The Supreme Court yesterday ordered that Ray Morgan be paid $60 million or an average $23,962 per day in compensatory damages, $10 million in vindicatory damages, and $9 million in special damages, ending a lawsuit he filed against the State.
The $9-million award for special damage is to cover legal costs he incurred to vindicate his constitutional rights.
Morgan has a lengthy criminal history dating back 33 years prior to 2011, including 72 previous convictions for offences such as fraud, larceny, and forgery. In 2022, he pleaded guilty to defrauding Jamaican international reggae singer Marcia Griffiths of approximately $4.8 million.
Justice Sonya Wint-Blair, who presided over a lawsuit filed by Morgan for breaches of his constitutional rights, noted that his excessive detention resulted from a failure of the State’s appeal mechanism.
She said the $10 million awarded for vindicatory damages was not meant to be punitive but must reflect the gravity of the breach and deter a recurrence.
“The unconstitutional detention in the present case is 2,504 days. That period is extraordinary. It plainly calls for a substantial award,” Wint-Blair wrote in her 16-page decision.

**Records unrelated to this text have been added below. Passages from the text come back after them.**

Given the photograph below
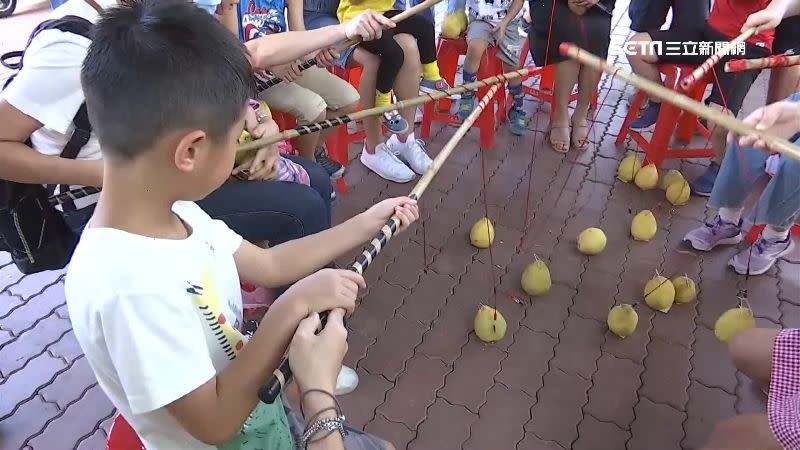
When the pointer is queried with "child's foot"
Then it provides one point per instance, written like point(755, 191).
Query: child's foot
point(765, 254)
point(395, 122)
point(648, 117)
point(516, 121)
point(558, 135)
point(334, 169)
point(465, 106)
point(713, 234)
point(705, 184)
point(433, 86)
point(386, 164)
point(580, 134)
point(411, 152)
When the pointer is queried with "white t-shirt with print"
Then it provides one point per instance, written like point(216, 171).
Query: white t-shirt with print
point(48, 88)
point(492, 11)
point(153, 315)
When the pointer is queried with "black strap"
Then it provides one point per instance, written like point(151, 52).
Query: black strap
point(80, 137)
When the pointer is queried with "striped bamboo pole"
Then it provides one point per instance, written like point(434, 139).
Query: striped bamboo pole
point(269, 392)
point(740, 65)
point(262, 85)
point(416, 101)
point(657, 90)
point(690, 80)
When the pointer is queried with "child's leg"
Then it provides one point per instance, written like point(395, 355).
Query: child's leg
point(751, 351)
point(479, 37)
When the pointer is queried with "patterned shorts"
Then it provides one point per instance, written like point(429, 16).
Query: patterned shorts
point(783, 405)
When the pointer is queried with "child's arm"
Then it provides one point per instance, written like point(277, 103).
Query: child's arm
point(282, 48)
point(513, 10)
point(215, 411)
point(293, 260)
point(295, 15)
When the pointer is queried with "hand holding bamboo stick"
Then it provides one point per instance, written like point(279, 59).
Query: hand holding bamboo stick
point(656, 90)
point(690, 80)
point(266, 84)
point(740, 65)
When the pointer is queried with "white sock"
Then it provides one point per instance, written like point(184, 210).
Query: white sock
point(775, 234)
point(731, 215)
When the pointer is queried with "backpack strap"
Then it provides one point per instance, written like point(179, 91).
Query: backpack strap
point(80, 137)
point(83, 129)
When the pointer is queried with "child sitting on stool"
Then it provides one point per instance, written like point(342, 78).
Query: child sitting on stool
point(494, 23)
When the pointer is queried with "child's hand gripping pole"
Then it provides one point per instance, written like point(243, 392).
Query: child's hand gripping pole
point(266, 84)
point(688, 82)
point(281, 375)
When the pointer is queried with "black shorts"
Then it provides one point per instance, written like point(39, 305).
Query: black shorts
point(733, 86)
point(787, 36)
point(649, 15)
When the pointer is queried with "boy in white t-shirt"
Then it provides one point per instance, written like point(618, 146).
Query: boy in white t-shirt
point(494, 23)
point(153, 287)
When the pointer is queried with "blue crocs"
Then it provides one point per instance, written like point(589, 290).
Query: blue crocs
point(516, 121)
point(648, 117)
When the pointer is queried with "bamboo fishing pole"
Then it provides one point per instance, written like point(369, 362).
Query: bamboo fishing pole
point(690, 80)
point(740, 65)
point(262, 84)
point(656, 90)
point(269, 392)
point(415, 101)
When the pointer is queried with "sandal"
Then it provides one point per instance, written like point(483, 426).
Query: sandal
point(558, 147)
point(580, 143)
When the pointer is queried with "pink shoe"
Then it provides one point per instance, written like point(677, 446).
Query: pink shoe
point(254, 297)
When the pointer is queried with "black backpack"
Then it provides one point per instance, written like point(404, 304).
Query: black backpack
point(31, 228)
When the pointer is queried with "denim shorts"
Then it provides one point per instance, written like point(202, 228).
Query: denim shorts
point(314, 20)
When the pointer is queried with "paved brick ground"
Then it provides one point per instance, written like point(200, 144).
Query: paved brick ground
point(558, 380)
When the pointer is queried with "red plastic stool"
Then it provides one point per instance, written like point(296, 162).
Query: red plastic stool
point(670, 119)
point(545, 91)
point(122, 437)
point(448, 53)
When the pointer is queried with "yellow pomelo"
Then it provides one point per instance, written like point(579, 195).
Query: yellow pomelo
point(628, 168)
point(622, 320)
point(647, 178)
point(482, 233)
point(732, 322)
point(643, 226)
point(454, 24)
point(671, 177)
point(490, 326)
point(678, 193)
point(536, 278)
point(591, 241)
point(685, 289)
point(659, 293)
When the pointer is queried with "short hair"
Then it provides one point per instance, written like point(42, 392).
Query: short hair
point(157, 66)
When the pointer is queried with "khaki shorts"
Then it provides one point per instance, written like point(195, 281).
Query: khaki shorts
point(307, 98)
point(510, 45)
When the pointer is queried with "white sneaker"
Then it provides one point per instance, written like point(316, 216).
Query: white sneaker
point(386, 164)
point(411, 152)
point(346, 382)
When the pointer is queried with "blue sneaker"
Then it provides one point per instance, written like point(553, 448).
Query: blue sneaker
point(516, 121)
point(465, 106)
point(705, 184)
point(648, 117)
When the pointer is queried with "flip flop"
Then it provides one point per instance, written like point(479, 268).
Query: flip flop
point(580, 144)
point(561, 147)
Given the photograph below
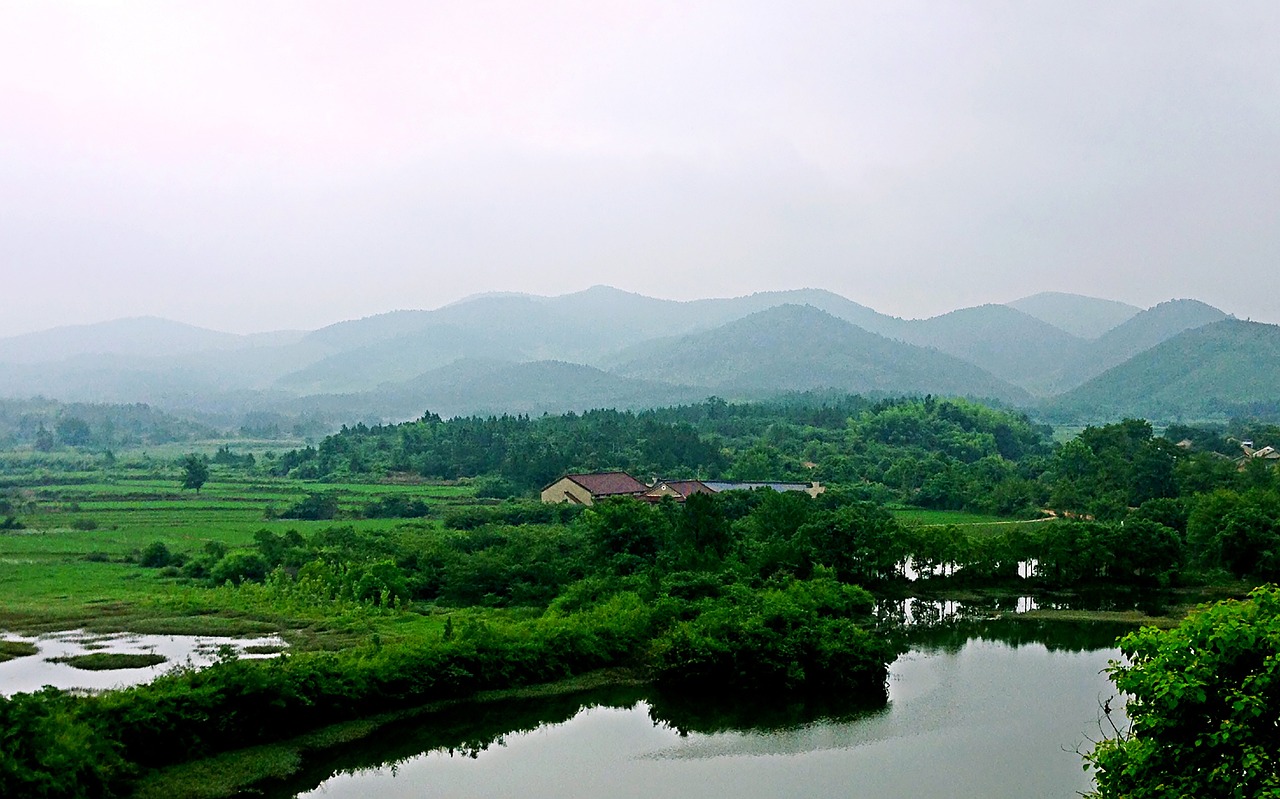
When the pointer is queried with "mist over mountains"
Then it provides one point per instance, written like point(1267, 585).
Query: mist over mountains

Morgan was convicted on February 7, 2011, before a then resident magistrate and sentenced the same day to consecutive prison terms totalling 12 years, according to a court transcript of his criminal case.
He immediately gave verbal notice of appeal against both the conviction and sentence.
The Judicature (Resident Magistrate) Act stipulates that an appeal must be submitted to a clerk of court within 21 days after the date of judgment.
NOT FILED CORRECTLY
However, the court transcript revealed that Morgan’s grounds for appeal against his sentence were not submitted to the clerk of court who handled his case though he did “everything reasonably possible” to ensure that.
Instead, the grounds of appeal were sent by prison authorities to the Registrar of the Court of Appeal, Jamaica’s second highest court.
“Accordingly, they were not filed with the clerk of court with the consequence ... that the appellant was deemed to have abandoned his appeal against sentence,” the transcript read.
Morgan was first informed of the administrative error six years later in 2017 but was not told that he was deemed to have abandoned the appeal.
By the time the Court of Appeal took up the case on July 7, 2021, he had already completed the consecutive sentence imposed by the lower court.
Fourteen days later, the Court of Appeal gave its decision, affirming that Morgan was deemed to have abandoned his legal challenge because the grounds were not filed with the clerk of court and decided against exercising the discretion allowed in law to still hear the case.
It said hearing the appeal would be “an academic exercise” since Morgan had already served the sentence and that given the passage of time, it would not be in the interest of justice to try and dig up the records from his trial.
However, following a legal challenge by Morgan’s attorneys, Jamaica’s highest court, the Judicial Committee of the Privy Council, based in the United Kingdom, found that “a serious miscarriage of justice had occurred in all the circumstances” and sent the case back to the Court of Appeal for a hearing.
The Court of Appeal subsequently ruled that the then magistrate judge who handled Morgan’s case erred in imposing consecutive sentences totalling 12 years and slashed it to four years and six months.
The ruling meant that Morgan spent 6.8 years or 2,504 days “excess imprisonment”, Wint-Blair noted in her written decision.
She noted, too, that the Attorney General’s Department, the principal legal adviser to the Government, did not challenge the breach of his right to liberty.
“I agree that there can be no challenge to that infringement as it is plain that the machinery of appellate review malfunctioned,” the judge said.